24

Jan 11

The Different Types of Formula-based Content

Goddard

There have been  comparatively few articles written in the mainstream SEO blogs about creating content based on formulas – the only folks that seem to cover this topic tend to be from the seedy underside of affiliate marketing, under the term “article spinning”.  David Leonhardt’s recent article (more reputable I think), gives some good examples of what the practice entails.

There are various tools available for “spinning” content, but depending on the business goals and approach, the various methods have different tradeoffs.  Pursuing a formula-based content strategy in order to attract traffic is often unadvisable due to the probability of detection (and potential ranking penalties), and should be approached only with a high degree of caution.
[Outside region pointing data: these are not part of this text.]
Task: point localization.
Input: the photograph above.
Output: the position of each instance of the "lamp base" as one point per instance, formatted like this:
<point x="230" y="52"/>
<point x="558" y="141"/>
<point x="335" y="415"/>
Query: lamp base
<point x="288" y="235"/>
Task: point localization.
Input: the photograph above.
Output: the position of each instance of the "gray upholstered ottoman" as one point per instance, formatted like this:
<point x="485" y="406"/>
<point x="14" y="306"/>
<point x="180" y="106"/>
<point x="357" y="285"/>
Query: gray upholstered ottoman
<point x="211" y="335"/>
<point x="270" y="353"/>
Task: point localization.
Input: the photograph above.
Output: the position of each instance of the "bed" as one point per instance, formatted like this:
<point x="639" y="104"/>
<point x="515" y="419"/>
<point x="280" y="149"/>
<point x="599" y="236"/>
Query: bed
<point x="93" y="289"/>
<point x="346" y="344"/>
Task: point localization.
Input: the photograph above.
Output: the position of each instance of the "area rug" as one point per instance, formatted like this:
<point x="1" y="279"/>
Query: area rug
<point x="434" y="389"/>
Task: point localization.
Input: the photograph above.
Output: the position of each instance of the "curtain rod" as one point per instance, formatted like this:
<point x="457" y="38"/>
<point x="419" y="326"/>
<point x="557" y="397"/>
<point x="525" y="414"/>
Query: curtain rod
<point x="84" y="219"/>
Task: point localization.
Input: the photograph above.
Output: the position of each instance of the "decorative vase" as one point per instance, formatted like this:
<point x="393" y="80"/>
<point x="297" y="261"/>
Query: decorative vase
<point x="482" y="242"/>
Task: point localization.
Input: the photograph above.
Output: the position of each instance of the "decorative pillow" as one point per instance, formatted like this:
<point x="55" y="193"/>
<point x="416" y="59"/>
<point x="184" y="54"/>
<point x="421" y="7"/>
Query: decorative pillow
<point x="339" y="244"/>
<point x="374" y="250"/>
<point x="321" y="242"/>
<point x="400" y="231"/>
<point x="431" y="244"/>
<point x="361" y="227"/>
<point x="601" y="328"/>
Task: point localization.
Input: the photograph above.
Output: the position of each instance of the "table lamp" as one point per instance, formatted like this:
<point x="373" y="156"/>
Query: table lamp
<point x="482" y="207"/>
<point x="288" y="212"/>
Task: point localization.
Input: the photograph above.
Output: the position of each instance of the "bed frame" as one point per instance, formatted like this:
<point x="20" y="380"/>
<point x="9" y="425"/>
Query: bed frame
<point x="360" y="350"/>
Google has a technology for near-duplicate detection available to them called “Simhash“, which has been published on extensively in the literature (and Google has even openly presented on it in the academic community).  When Google presents on something and casually talks about applying it to trillions of documents, that usually means – it’s key to their search capability.

The Simhash algorithm essentially breaks documents into tiny pieces, then compares how many of the pieces are identical – in a way that is highly resistant to fooling; even if you move pieces of sentences around so the documents are in different orders,  it can still detect that the two documents are similar.  Simhash isn’t perfect, and Google doubtless has additional and more sophisticated algorithms now, but it’s instructive in that it illustrates you can’t just change one thing about a document and think “OK, that’s not a duplicate now” – in fact, it’s a near-duplicate and will likely be detected.
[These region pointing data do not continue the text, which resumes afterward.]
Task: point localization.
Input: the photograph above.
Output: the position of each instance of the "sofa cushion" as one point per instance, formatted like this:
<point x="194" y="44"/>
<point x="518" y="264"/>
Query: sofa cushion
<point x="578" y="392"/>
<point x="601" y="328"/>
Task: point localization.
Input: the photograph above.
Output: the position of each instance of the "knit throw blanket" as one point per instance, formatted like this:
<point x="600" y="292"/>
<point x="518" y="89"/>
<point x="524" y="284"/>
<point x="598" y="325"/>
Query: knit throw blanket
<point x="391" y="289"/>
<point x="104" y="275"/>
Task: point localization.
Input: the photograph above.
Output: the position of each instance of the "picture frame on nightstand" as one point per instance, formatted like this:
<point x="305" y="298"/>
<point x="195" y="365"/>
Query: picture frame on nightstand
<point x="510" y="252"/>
In this light, we’ll outline the various approaches to forumula-based content generation, and the benefits and shortcomings of each.

Page-level

Definition – Rewriting an entire article on “salsa dancing”, to create three different versions of it, for use on multiple websites, or to refresh a version on one website.  This technique is also known as “article rewriting”, and is probably most used by folks doing submitting articles to “article directories” – usually for the purpose of obtaining a backlink (embedded in the article).

Benefits

  • Can survive even a “human review”.
  • Content retains all the value-add for users of the original version.
  • Easy to implement- articles can be re-written by unsophisticated writers and then corrected by a more expensive editor.

Shortcomings

  • Expensive to rewrite entire articles multiple times.

Paragraph-level

Definition – Creating content with multiple versions of paragraphs that can be swapped in and out or combined to make multiple versions of pages.

Benefits

  • Can mix and match multiple versions of pages to make even more versions.
  • Content retains all the value-add for users of the original version.

Shortcomings

  • If generating many versions, the probability of several versions being very similar grows, still posing some detection problems.  It’s important to note that uniqueness is not enough – pages must be sufficiently dissimilar.
  • Two pages that are 90% the same are probably as likely to be detected as two pages that are 100% the same.

Sentence-level

Definition – Similar to paragraph-level, but mixing and matching individual sentences to make each paragraph.

Benefits

  • Can create a much large number of pages with this technique.

Shortcomings

  • While paragraphs are fairly easy to rewrite, and they often need not say exactly the same thing; at the sentence level it begins to become much harder to say the same thing many different ways.   As a result the writing is more difficult and tends to read much more blandly.
  • If you generate a large number of pages, remember that statistically, the more you make, the more situations will arise where two pages, although not perfect duplicates, are very close near-duplicates.

Sub-sentence-level

Definition – Constructing individual sentences from snippets.  For example:

[Are you interested in|Were you thinking about]
[purchasing a pink elephant using a credit card|making a red bracelet with your own hands]
[for that special someone on their birthday?|for your dear old Auntie for Christmas?].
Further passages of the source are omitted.